Simultaneous Qualification for VA Benefit and Medicaid Waiver

I recently worked with a couple that had moved into an assisted living apartment that cost nearly $4,000  per month.  He was a World War II veteran.  They had savings of just under $80,000 and monthly social security income of $1,200.  Based on his service record and need for assistance, he was able to qualify for a Veteran’s benefit of nearly $2,000 per month.  However, they still were not able to cover the full cost of care without depleting their savings.  By moving assets into a trust for the Veteran’s sole benefit, we were able to allow the wife to qualify for Medicaid Waiver assistance.  “Waiver” is a program that allows limited Medicaid assistance in a non-nursing home setting, such as at-home or an assisted living apartment.  By combining Waiver assistance with the VA benefit, the couple was able to completely cover the cost of care out of current income.  

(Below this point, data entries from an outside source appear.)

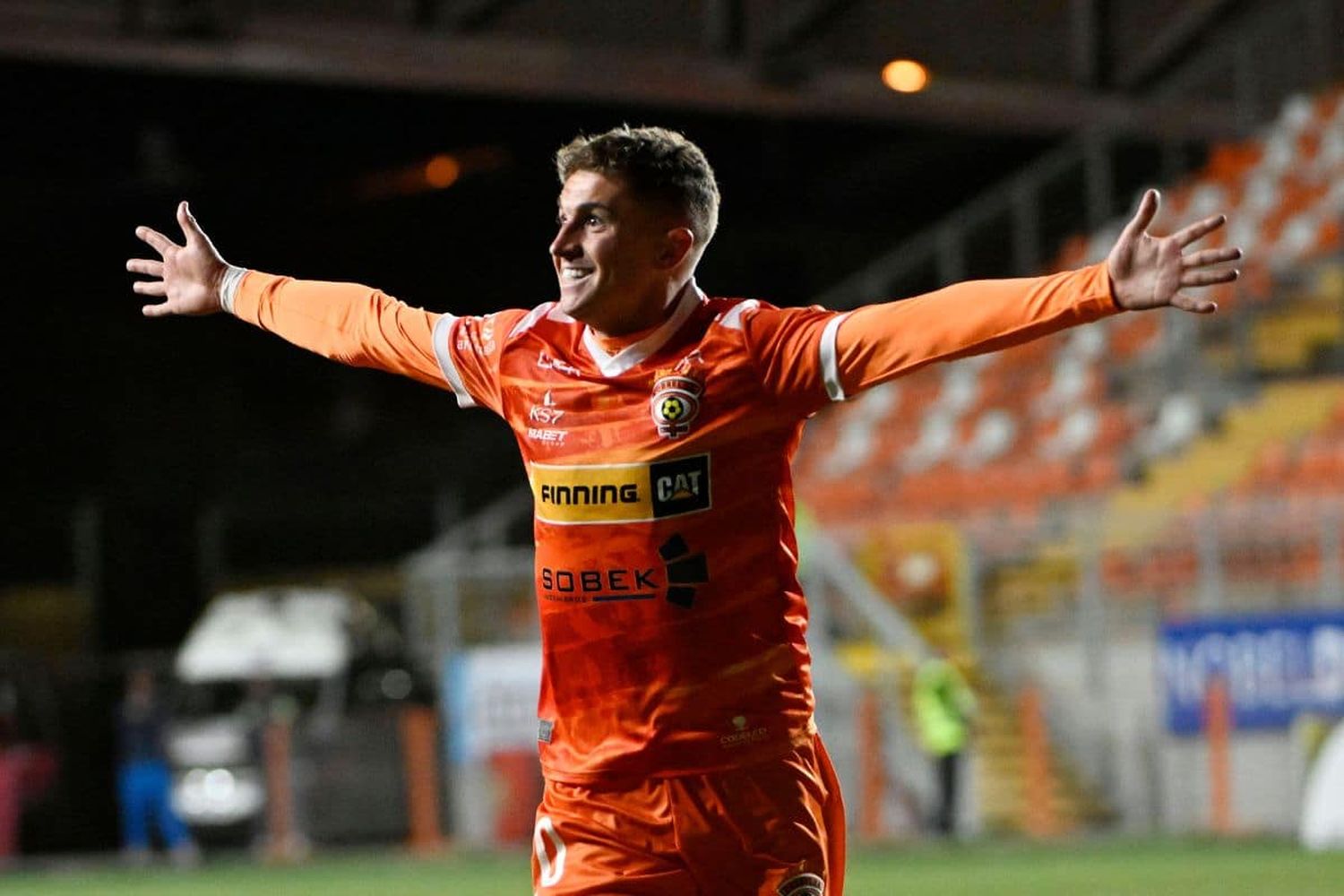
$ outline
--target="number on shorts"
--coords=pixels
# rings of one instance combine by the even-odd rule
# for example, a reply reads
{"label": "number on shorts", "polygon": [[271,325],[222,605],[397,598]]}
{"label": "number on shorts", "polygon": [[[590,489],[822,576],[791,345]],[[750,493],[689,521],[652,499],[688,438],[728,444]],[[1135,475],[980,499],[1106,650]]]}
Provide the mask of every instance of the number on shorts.
{"label": "number on shorts", "polygon": [[[546,841],[551,842],[555,858],[546,852]],[[542,887],[555,887],[564,876],[564,840],[555,832],[555,825],[548,815],[536,819],[532,829],[532,848],[536,850],[536,861],[542,866]]]}

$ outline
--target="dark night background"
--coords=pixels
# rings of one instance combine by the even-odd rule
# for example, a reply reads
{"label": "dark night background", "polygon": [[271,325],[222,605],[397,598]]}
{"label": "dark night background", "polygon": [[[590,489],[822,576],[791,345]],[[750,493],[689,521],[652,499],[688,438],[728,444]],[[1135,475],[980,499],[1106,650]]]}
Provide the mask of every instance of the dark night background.
{"label": "dark night background", "polygon": [[[551,153],[620,122],[684,130],[724,193],[711,293],[802,304],[1048,146],[894,125],[542,105],[9,63],[0,69],[9,340],[4,582],[69,579],[101,519],[90,647],[171,646],[203,598],[198,525],[234,564],[388,560],[521,481],[504,426],[224,317],[145,320],[124,261],[173,208],[231,262],[453,313],[552,298]],[[862,152],[856,153],[855,146]],[[493,161],[371,195],[434,153]],[[855,160],[862,160],[855,164]],[[376,192],[376,191],[374,191]],[[284,535],[282,535],[284,533]]]}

Continued Qualification After Death of First Spouse to Die

Without advance planning, it is difficult for a person to remain eligible for Medicaid after the death of their spouse.  That’s because a single person may only retain $2,000 (in addition to the homestead and a few other “exempt” assets).  However, in this case, after the veteran died, the surviving spouse was able to continue receiving both VA benefits and Medicaid.  That’s because the trust was set up to pass the majority of the assets to a Medicaid exempt “testamentary trust” for the benefit of the surviving spouse upon the veteran’s death.  The remainder of the assets were annuitized to provide a stream of monthly income payments to the surviving spouse.  The spouse was able to continue to receive a Veteran’s benefit under her husband’s service record for assisted living, albeit at a reduced level.  The VA benefit was not countable for Medicaid purposes and the annuity income was within Medicaid limits.  With creative planning, sometimes it’s possible to qualify for both VA benefits and Medicaid.